¹ “ De Amsterdammer, Weekblad ” ² Voir “ P. Verlaine. Correspondance ”.
Des compatriotes habitant Paris m'avaient écrit “ prends garde ”, “ pense à ce que tu fais ”, et mille autres avertissements analogues, basés sur la réputation de bohème incorrigible que s'était faite Verlaine.
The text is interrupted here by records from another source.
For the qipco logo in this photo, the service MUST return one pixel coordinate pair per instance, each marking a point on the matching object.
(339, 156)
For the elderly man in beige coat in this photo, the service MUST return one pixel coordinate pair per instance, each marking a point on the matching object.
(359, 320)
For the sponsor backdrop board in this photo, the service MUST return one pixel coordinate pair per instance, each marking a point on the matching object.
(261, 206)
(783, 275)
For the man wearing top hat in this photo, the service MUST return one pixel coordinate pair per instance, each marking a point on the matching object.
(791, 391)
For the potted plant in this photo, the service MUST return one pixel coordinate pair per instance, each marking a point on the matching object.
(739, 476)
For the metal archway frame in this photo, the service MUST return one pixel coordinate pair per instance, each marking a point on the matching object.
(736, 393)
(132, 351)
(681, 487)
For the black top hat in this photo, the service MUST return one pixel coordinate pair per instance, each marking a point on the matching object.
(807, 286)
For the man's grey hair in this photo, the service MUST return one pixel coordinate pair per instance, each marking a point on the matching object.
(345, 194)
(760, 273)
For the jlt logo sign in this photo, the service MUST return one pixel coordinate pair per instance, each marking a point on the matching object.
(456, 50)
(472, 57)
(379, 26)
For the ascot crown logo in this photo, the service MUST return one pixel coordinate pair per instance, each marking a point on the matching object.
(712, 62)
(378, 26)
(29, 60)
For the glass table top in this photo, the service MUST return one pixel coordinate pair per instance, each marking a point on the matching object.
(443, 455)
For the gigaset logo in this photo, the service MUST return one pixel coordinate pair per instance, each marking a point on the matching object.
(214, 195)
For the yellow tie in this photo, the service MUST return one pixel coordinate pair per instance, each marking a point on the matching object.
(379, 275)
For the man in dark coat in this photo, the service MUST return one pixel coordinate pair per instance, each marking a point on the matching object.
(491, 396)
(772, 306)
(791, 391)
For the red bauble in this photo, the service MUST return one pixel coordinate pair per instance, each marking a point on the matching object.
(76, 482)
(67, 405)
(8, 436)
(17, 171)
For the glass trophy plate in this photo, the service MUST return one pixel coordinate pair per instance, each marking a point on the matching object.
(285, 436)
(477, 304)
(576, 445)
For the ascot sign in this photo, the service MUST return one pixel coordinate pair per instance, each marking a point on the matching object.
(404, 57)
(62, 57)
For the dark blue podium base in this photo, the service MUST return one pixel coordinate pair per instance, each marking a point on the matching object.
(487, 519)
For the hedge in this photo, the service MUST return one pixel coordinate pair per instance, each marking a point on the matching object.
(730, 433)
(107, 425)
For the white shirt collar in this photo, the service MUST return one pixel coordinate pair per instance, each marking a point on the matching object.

Ma femme avait un caractère simple et droit, très logique et sensé, et ne craignait aucunement de le recevoir dans notre modeste “ home ”.
Lorsqu'il eut passé seulement une journée chez nous il avait conquis toute la maisonnée, depuis mes parents jusqu'à ma petite fille, alors âgée d'un an et demi, quoiqu'il ait dit quelque part “ bien que Je sois assez froid d'ordinaire avec les enfants ”.
Il était devenu l'ami de notre petite Renée, (qui lui devra un peu de survie grâce à un sonnet soigneusement ciselé), passant des heures à feuilleter avec elle ses albums japonais, et plus tard il n'oublia jamais dans ses lettres d'envoyer son “ meilleur bécot ” à sa “ filleule littéraire ”, ainsi qu'il l'appelait souvent.
Et c'était vraiment touchant devoir la simplicité charmante et la bonhomie adorable avec lesquelles il se laissait vivre, se laissait dorloter, enchanté en somme de se sentir bien libre et d'être bien nourri dans un intérieur paisible, — vie que peut-être il lui aurait fallu, mais qui, par contre, ne l'eût sans doute pas fait vibrer suffisamment, et nous eût privés de ses admirables épanchements passionnés.
Il passa cette dizaine de jours chez nous toujours également aimable et “ gentlemanlike ”.
Sa jambe raide l'empêchait souvent de marcher, de sorte qu'alors il sortait en voiture, pour aller soit à ses conférences, soit dans quelque café où des amis artistes l'attendaient.
Verlaine s'était vêtu de neuf en quittant Paris, et, le matin, il descendait toujours en veston de grossière étoffe brunâtre, son faux-col absent encore, remplacé par un foulard aux riches couleurs fauves.
Quand il sortait, invariablement sa canne historique l'accompagnait et l'aidait à marcher péniblement.